Nel quartiere Obolonskyi di Kyiv, dentro una Lamborghini Urus, hanno trovato Konstantin Galich senza vita, con un colpo alla testa e una pistola registrata a suo nome accanto. La scoperta è arrivata poche ore dopo un Black Swan che ha travolto i mercati.
La polizia di Kyiv parla di suicidio come pista principale, tuttavia sottolinea che ogni dettaglio va verificato e che l’ipotesi di terzi coinvolti non è ancora archiviata. I familiari avrebbero ricevuto un messaggio di addio, citando difficoltà economiche.
Il contesto pesa come un macigno, perché il 10 ottobre i mercati hanno sbandato in maniera importante, con liquidazioni per circa 20 miliardi di dollari e Bitcoin sceso da 122.000 a sotto 110.000 dollari. Molti ordini di protezione non sono scattati in tempo.
JUST IN: 🇺🇦 Crypto investor and influencer Konstantin Galish found dead in Lamborghini amid historic market crash. pic.twitter.com/up18I09SJ8
— Whale Insider (@WhaleInsider) October 11, 2025
Crollo, panico e piste d’indagine
Nel frattempo online si rincorrono voci, alcune pesanti, dato che Galich gestiva capitali per figure influenti. Qualcuno parla di possibili ritorsioni dopo perdite ingenti, altri ricordano che l’imprenditore aveva tenuto profili di rischio moderati, lontani da leve estreme.
Qui entra il tema degli investitori che cercano price discovery rapida e, di conseguenza, finiscono schiacciati quando i mercati girano all’improvviso. È anche il momento in cui si moltiplicano i paragoni con le migliori crypto presale, spesso fuori luogo quando si valuta il rischio reale.
Secondo il suo entourage, Galich non amava le meme coin ad alta volatilità e preferiva grandi capitalizzazioni come BTC, ETH e SOL con leve basse. Proprio per questo, il colpo del 10 ottobre ha sorpreso anche chi era prudente.
Il profilo di Galich e la rete di soldi
A 32 anni, Galich era noto come Kostya Kudo e co-fondatore di Cryptology Key, una scuola di trading che dichiara oltre 12.000 studenti formati.
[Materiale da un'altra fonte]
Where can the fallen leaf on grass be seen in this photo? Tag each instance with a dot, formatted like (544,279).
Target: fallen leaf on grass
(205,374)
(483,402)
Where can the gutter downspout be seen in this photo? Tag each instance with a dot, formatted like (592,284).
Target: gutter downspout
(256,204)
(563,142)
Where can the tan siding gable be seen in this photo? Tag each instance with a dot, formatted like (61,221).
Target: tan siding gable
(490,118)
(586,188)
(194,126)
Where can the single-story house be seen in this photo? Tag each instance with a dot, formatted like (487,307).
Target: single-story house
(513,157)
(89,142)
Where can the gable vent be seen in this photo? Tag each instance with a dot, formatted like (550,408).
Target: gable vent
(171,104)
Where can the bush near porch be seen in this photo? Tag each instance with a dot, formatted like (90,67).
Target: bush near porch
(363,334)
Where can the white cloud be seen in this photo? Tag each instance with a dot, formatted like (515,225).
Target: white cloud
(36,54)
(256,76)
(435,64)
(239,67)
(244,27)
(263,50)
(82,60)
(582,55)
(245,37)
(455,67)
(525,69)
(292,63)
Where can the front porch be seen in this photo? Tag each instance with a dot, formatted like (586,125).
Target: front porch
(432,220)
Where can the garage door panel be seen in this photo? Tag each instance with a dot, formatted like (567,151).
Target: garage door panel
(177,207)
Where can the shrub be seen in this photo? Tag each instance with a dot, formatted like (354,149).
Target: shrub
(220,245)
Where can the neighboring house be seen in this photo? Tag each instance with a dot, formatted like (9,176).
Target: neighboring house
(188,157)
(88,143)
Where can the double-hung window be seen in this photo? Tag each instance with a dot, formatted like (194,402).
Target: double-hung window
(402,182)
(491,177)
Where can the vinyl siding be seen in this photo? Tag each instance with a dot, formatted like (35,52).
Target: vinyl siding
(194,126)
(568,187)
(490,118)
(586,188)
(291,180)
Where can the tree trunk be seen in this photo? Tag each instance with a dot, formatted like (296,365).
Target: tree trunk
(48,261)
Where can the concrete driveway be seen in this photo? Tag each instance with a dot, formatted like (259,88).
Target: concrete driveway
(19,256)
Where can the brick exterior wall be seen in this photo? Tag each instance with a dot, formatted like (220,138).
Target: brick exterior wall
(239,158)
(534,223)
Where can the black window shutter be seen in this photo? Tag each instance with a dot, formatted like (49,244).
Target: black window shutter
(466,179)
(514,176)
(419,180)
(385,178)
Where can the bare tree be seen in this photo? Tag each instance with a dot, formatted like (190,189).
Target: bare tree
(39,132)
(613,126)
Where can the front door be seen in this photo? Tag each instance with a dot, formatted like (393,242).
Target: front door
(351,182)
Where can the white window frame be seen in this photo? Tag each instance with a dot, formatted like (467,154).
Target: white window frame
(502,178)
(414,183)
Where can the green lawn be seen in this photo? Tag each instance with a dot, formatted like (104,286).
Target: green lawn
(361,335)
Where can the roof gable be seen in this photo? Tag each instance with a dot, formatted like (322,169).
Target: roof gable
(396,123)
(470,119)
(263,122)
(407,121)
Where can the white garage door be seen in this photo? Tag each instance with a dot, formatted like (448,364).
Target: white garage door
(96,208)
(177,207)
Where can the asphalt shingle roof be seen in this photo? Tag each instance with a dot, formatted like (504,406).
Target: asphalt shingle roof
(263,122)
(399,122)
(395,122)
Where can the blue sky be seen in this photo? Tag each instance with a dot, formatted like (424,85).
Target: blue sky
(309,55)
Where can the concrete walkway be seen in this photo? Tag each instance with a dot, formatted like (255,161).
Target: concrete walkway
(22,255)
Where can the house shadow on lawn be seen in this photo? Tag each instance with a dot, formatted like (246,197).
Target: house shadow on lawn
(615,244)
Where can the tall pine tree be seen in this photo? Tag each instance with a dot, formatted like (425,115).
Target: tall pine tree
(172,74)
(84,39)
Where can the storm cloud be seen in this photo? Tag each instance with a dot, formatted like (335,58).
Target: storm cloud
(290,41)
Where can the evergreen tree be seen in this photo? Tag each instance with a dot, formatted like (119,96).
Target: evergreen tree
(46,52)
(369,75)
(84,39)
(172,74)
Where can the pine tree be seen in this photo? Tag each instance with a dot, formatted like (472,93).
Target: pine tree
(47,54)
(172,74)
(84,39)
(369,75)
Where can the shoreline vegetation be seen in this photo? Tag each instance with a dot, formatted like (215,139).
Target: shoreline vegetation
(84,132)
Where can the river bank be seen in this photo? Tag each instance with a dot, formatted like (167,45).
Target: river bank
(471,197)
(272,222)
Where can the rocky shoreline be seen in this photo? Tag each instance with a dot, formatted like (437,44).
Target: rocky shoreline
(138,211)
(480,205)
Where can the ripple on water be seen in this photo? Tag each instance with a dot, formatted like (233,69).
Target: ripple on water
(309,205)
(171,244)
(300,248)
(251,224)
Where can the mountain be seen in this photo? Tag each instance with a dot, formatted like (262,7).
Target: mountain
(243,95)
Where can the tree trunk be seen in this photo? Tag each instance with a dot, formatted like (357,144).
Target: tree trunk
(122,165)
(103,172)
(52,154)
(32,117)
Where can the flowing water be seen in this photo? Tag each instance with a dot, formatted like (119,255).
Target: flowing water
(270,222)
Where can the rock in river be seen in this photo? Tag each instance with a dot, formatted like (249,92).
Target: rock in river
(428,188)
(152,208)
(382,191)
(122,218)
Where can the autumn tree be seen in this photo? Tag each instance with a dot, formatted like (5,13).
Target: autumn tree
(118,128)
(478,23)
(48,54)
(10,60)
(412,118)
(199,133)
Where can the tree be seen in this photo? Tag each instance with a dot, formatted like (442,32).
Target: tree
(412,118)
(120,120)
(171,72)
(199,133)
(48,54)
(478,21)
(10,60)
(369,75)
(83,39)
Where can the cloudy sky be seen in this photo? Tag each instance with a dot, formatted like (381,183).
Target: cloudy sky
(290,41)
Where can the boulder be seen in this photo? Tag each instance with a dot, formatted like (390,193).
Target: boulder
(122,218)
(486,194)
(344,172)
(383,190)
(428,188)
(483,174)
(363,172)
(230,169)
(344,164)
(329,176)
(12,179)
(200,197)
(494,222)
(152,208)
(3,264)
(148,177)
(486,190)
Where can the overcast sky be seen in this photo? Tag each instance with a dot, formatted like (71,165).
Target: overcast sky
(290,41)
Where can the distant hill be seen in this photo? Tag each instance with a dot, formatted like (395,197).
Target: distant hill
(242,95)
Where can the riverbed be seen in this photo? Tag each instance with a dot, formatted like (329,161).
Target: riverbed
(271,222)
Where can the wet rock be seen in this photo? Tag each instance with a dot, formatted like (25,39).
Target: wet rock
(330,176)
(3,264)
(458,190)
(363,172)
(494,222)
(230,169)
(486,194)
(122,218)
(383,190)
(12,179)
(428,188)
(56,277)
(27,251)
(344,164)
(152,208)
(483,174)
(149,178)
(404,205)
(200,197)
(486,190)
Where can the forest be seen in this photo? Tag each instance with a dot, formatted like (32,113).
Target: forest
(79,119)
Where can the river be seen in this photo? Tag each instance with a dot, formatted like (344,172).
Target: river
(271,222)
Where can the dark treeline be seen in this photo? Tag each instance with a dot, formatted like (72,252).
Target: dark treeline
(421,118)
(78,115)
Era anche un influencer operativo, più pratico che teorico, con un seguito solido.
Si parla di circa 65 milioni di dollari gestiti per clienti facoltosi, in Ucraina e all’estero. Circolano persino voci di legami con apparati d’intelligence, oltre a donazioni personali per la difesa del Paese, ma al momento sono solo rumor.
Il problema è che se la volatilità buca gli stop e i sistemi non eseguono gli ordini, si finisce liquidati prima di capire cosa stia succedendo. Le conseguenze, economiche e personali, possono diventare ingestibili.
C’è poi l’aspetto umano, spesso taciuto nel mondo crypto: la reputazione. Quando gestite denaro di “altri”, le relazioni diventano contratti invisibili che pesano più dei rendimenti. Se si rompe la fiducia, arrivano accuse, abbandoni, minacce.
Il nodo “responsabilità” nel trading per terzi
Gestire capitali altrui sembra una scorciatoia verso la crescita, tuttavia espone a rischi legali, reputazionali e psicologici che pochi raccontano. Se arriva uno shock improvviso, lo stress si moltiplica e le richieste di spiegazioni diventano incalzanti.
Ecco perché tanti professionisti preferiscono regole semplici, comunicazioni chiare e strategie replicabili. Non vi salvano da ogni imprevisto, ma riducono i danni quando il mercato si mette di traverso e impediscono reazioni impulsive che peggiorano i conti.
In questo quadro, l’ultima settimana ha ricordato che anche i profili considerati “solidi” possono crollare in ore. Nessuna strategia è invincibile, nessun influencer è infallibile, nessun conto è davvero al riparo dal verificarsi di un evento eccezionale.